Given that two of the three measures of edge attrition show
highly significant differences between certain butchery activities,
we conclude that there are much higher attrition rates in
flakes used for skinning and disarticulation than those used for
defleshing only.


Their conclusion:
The results of our experiments provide no statistical support
for Bunn’s (2001) inference that hominins took measures
to reduce the likelihood of tool-bone contact because of potential
edge dulling caused by cut mark production. Our results also lead to the expectation that tool discard behavior should
not necessarily be associated with high frequencies of cutmarked
bone, and this expectation can be tested at a variety
of archaeological localities. A brief investigation of stone artifact
discard patterns at Early Stone Age sites suggest that
hominins are discarding artifacts at very high rates even at
sites when there is very little evidence of butchery activity
(Table 4).
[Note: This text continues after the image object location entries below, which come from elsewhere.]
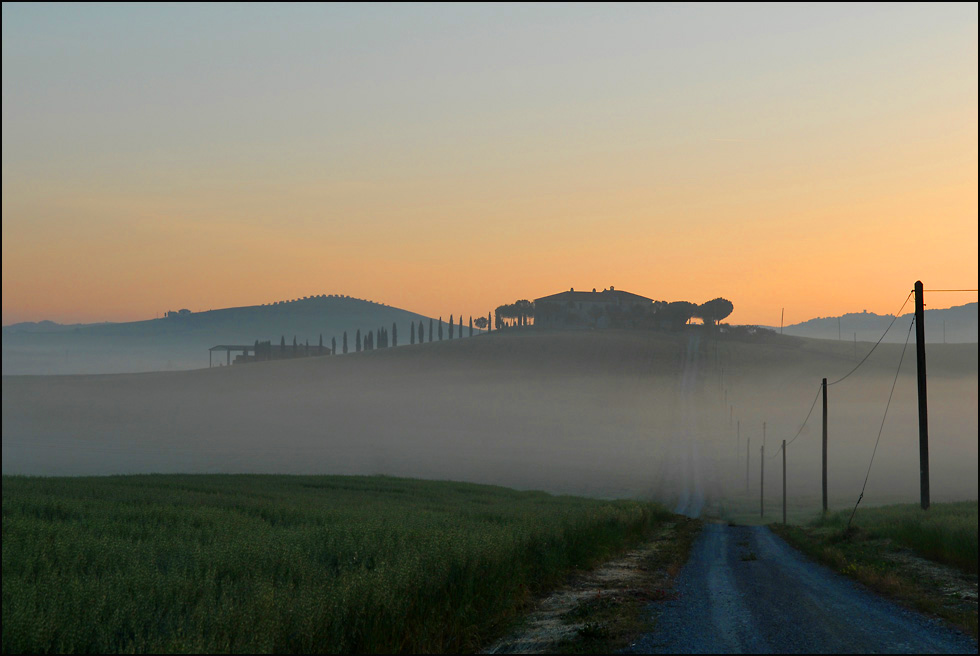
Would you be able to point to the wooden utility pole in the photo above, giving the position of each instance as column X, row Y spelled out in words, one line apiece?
column 748, row 459
column 738, row 439
column 784, row 482
column 762, row 480
column 920, row 358
column 824, row 385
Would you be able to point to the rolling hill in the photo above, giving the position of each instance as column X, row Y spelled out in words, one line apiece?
column 955, row 325
column 182, row 341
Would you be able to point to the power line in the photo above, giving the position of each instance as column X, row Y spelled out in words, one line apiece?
column 882, row 427
column 802, row 426
column 897, row 315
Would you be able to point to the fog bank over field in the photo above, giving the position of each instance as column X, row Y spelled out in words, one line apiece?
column 605, row 413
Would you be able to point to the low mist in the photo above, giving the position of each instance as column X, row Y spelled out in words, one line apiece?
column 602, row 413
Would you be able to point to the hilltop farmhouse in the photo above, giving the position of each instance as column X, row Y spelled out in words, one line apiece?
column 610, row 307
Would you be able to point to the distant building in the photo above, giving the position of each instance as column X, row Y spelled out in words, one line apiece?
column 610, row 307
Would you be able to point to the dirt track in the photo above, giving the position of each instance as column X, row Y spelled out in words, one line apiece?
column 744, row 590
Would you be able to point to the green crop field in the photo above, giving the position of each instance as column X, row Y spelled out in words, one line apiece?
column 946, row 533
column 286, row 563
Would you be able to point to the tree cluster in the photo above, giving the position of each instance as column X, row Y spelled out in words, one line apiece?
column 514, row 314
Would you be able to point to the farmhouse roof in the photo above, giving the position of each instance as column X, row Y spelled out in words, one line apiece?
column 605, row 296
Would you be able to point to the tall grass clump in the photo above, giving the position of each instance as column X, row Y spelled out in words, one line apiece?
column 946, row 533
column 286, row 563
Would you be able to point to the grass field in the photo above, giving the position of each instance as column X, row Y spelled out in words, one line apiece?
column 946, row 533
column 874, row 552
column 287, row 563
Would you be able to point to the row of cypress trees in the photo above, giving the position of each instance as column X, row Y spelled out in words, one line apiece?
column 382, row 338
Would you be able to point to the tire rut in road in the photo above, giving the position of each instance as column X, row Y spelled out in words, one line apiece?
column 744, row 590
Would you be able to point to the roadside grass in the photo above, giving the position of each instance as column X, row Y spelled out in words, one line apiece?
column 875, row 552
column 610, row 624
column 203, row 563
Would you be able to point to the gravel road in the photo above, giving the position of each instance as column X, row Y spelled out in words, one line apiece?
column 744, row 590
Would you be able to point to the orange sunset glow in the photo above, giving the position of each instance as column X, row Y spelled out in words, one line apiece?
column 443, row 177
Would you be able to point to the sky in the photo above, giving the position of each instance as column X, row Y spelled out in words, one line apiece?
column 434, row 157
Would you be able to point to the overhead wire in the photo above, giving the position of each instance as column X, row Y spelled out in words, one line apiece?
column 865, row 358
column 882, row 427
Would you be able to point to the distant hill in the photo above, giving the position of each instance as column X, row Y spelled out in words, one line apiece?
column 182, row 341
column 960, row 326
column 45, row 327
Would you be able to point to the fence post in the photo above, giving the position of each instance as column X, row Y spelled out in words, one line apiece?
column 762, row 481
column 824, row 384
column 748, row 459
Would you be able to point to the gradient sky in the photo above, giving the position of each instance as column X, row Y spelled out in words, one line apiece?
column 447, row 158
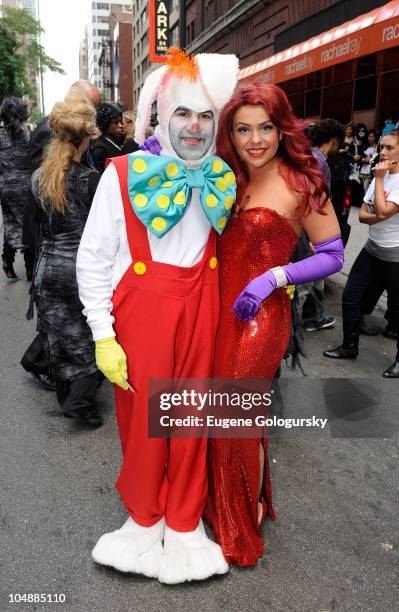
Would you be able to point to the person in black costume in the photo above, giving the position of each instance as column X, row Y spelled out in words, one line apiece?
column 64, row 188
column 14, row 182
column 112, row 140
column 34, row 359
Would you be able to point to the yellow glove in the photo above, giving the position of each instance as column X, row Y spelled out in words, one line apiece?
column 290, row 291
column 111, row 360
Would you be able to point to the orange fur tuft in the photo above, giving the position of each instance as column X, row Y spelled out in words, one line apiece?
column 181, row 65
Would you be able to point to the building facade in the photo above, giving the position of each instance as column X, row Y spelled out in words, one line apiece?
column 84, row 58
column 121, row 34
column 361, row 89
column 35, row 75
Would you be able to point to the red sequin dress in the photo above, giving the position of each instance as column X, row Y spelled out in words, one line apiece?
column 254, row 241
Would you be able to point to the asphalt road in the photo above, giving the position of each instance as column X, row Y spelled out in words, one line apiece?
column 334, row 544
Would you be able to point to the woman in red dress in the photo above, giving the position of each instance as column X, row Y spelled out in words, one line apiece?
column 280, row 193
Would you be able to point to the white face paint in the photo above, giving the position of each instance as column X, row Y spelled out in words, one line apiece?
column 191, row 133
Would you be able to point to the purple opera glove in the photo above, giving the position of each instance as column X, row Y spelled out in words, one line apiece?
column 328, row 259
column 151, row 145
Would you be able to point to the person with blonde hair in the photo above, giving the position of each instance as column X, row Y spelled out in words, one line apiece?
column 64, row 188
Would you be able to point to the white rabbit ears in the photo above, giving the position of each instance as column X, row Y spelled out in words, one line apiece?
column 212, row 74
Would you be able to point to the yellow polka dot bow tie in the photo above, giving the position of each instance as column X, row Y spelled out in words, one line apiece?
column 160, row 188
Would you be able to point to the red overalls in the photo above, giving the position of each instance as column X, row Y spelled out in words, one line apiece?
column 165, row 320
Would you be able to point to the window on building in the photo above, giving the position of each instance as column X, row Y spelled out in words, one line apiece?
column 312, row 103
column 365, row 93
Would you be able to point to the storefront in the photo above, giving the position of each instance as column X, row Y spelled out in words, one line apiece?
column 350, row 72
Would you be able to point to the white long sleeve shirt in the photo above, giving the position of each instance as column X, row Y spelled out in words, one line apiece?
column 104, row 256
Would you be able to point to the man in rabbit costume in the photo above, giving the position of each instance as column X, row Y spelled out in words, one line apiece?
column 148, row 280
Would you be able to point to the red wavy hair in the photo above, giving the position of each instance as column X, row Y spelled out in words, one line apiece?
column 298, row 166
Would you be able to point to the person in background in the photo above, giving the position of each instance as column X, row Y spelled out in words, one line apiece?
column 112, row 142
column 41, row 136
column 378, row 261
column 129, row 119
column 325, row 137
column 64, row 188
column 369, row 154
column 14, row 182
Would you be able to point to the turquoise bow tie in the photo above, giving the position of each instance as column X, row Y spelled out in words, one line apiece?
column 160, row 188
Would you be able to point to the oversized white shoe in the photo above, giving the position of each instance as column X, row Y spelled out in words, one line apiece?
column 132, row 548
column 190, row 556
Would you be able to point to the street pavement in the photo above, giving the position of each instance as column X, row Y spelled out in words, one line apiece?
column 333, row 546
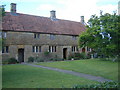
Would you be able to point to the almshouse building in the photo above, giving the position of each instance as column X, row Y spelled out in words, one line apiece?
column 30, row 36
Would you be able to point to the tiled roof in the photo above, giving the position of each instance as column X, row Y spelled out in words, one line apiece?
column 30, row 23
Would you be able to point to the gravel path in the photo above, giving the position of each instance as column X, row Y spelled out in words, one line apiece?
column 87, row 76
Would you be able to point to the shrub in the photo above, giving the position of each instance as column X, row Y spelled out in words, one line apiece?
column 5, row 62
column 38, row 59
column 100, row 85
column 30, row 59
column 77, row 56
column 46, row 53
column 12, row 61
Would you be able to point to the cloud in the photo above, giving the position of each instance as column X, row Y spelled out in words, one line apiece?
column 70, row 9
column 45, row 7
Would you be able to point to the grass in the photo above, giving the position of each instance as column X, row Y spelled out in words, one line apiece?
column 23, row 76
column 106, row 69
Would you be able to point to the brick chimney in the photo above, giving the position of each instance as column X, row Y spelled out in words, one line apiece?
column 52, row 14
column 13, row 8
column 82, row 20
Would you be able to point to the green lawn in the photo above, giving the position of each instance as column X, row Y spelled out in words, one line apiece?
column 106, row 69
column 23, row 76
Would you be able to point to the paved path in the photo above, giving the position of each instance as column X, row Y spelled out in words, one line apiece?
column 87, row 76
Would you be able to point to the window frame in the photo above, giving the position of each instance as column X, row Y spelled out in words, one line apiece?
column 36, row 49
column 5, row 49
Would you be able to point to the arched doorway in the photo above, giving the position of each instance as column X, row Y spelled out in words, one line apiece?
column 64, row 53
column 83, row 50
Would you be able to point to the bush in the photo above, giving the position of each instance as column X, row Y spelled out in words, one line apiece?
column 100, row 85
column 77, row 56
column 5, row 62
column 46, row 53
column 30, row 59
column 37, row 59
column 12, row 61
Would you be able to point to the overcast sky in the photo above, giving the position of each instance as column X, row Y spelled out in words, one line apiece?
column 65, row 9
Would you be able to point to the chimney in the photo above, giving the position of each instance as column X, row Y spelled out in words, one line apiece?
column 13, row 7
column 52, row 14
column 82, row 20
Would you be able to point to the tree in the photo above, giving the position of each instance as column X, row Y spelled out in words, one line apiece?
column 102, row 35
column 2, row 13
column 2, row 10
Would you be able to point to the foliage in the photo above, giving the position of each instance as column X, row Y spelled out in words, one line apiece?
column 100, row 85
column 2, row 10
column 31, row 59
column 102, row 35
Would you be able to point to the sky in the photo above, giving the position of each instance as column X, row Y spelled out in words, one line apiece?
column 65, row 9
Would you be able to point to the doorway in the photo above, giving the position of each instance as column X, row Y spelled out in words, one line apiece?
column 64, row 53
column 21, row 55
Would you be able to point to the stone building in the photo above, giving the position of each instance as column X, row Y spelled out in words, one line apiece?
column 30, row 36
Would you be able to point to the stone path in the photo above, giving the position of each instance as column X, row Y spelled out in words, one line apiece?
column 87, row 76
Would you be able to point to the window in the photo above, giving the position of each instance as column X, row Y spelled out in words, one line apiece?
column 4, row 34
column 74, row 37
column 88, row 49
column 36, row 35
column 52, row 37
column 5, row 49
column 52, row 48
column 74, row 48
column 36, row 49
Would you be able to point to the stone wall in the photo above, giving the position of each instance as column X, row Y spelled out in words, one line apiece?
column 26, row 40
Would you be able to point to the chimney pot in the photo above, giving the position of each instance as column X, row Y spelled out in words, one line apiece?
column 13, row 7
column 82, row 20
column 53, row 14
However, we still expect that stone tool discard rates
may be associated with the degree of edge attrition. Given the
differences in tool edge attrition described in this study, the
frequency of different types of tasks may have had a substantial
effect on rates of tool discard at different archaeological localities.
This raises the possibility that stone tool discard was
linked to butchery activities that did not always result in
high numbers of cut marks.


Thus, cut marks are not indicative in and of themselves of greater use wear and wastage of stone tools (and hence greater discard rates). They mention other possible sources of discard rate variation, prominently featuring raw material quality and availability. These have been shown to affect the degree to which stone tools were curated and discarded: rare and distant materials were more heavily conserved whereas abundant materials were used somewhat wastefully (I have some discussion and references of that here).

BTW, they used way more techy measures than I did in my little study. I weighed the flakes as they did but instead of calculating area with a fancy digital imaging technique, I drew a line parallel to the edge and measured the distance to the edge in several places. That way I could who the rate at which the edge was being ground down. I don't recall if I measured edge angle. . .but I did note the kind of wear that was being inflicted on it (flaking vs polishing vs crushing).

Ref: David R. Braun, Briana L. Pobiner, Jessica C. Thompson 2008 An experimental investigation of cut mark production and stone tool attrition. Journal of Archaeological Science 35:1216-1223.